If you are a survivor of this system, still living in rural America and eking out an “independent living” with two jobs, direct government payments, and your farm loss tax write-offs, let me remind you that the protestors in our cities streets are protesting for YOU. It’s one system — it doesn’t matter their skin color — and it affects you just as much as the people being teargassed in the news. Those are YOUR people, forced off the land, their wealth and dignity denied. Those are YOUR people, who will never be allowed to build wealth to support and protect their children. #BlackLivesMatter the same way rural lives matter. You just don’t get shot dead on sight.

If you don’t get that, then Mary’s right: There is no one left. We all stood by while agricultural America was decimated decade after decade. The best of you brought us the great democratic Farmers Alliance of the 1880’s. The depression showed how far we were willing to let you fall to keep ourselves fed. The USDA’s predation since the 1940’s was wrapped in reassurances that we would never miss a meal. Your Tractorcade and the battle on International Bridge in McAllen never even registered in our city brains. Farm Aid let us go about our lives hopeful and ignorant of the destruction of your families’ lives, for the cost of a small donation. And today’s ongoing farm collapse is, we are being told, just a shakeout of the weakest of your lot.

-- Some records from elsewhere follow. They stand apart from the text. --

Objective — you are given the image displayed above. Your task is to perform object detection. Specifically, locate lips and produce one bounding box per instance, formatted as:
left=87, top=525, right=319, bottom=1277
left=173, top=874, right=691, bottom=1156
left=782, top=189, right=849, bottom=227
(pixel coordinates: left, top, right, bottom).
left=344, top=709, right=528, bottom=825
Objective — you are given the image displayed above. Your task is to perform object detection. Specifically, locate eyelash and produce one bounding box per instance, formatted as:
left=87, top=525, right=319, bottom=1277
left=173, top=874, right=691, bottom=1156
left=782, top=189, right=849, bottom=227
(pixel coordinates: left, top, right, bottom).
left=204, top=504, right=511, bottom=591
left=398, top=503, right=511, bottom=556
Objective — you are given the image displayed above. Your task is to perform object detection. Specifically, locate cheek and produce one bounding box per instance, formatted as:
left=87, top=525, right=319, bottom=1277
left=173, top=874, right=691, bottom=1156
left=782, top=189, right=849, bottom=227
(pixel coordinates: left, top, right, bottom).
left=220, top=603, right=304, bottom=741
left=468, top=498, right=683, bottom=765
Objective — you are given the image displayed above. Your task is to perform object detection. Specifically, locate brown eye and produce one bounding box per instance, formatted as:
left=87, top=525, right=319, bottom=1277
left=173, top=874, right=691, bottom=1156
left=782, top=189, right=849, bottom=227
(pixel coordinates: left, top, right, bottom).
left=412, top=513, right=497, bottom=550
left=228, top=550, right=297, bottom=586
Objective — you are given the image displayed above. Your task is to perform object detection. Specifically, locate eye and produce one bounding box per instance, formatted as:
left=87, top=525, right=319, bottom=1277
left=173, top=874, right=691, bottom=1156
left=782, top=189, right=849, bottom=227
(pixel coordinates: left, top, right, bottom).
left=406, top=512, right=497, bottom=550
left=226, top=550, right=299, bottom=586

I am deeply sorry for that.

But if you can’t look in the mirror and understand that YOU are why #BlackLivesMatter, then you’re not seeing your own history clearly. What was done to you and your forebears is now being done to everyone else. Yet as an imagined block of constituents, the elites are confident agricultural Americans will not question their practices or motives. You are expected to be complicit in allowing the administration to adopt fascist policies to quell dissent — the same dissent you practice.

The elite are confident rural Americans will not question its practices and motives.

These people in the streets are there for you. And you, yet again, are all that is left to turn the tide. The first to fall shall be the last to rise. You want to get the attention of the system that has choked you for generations? Support #BlackLivesMatter and #JusticeforGeorgeFloyd.

It’s our time and place in history again. Let’s show up.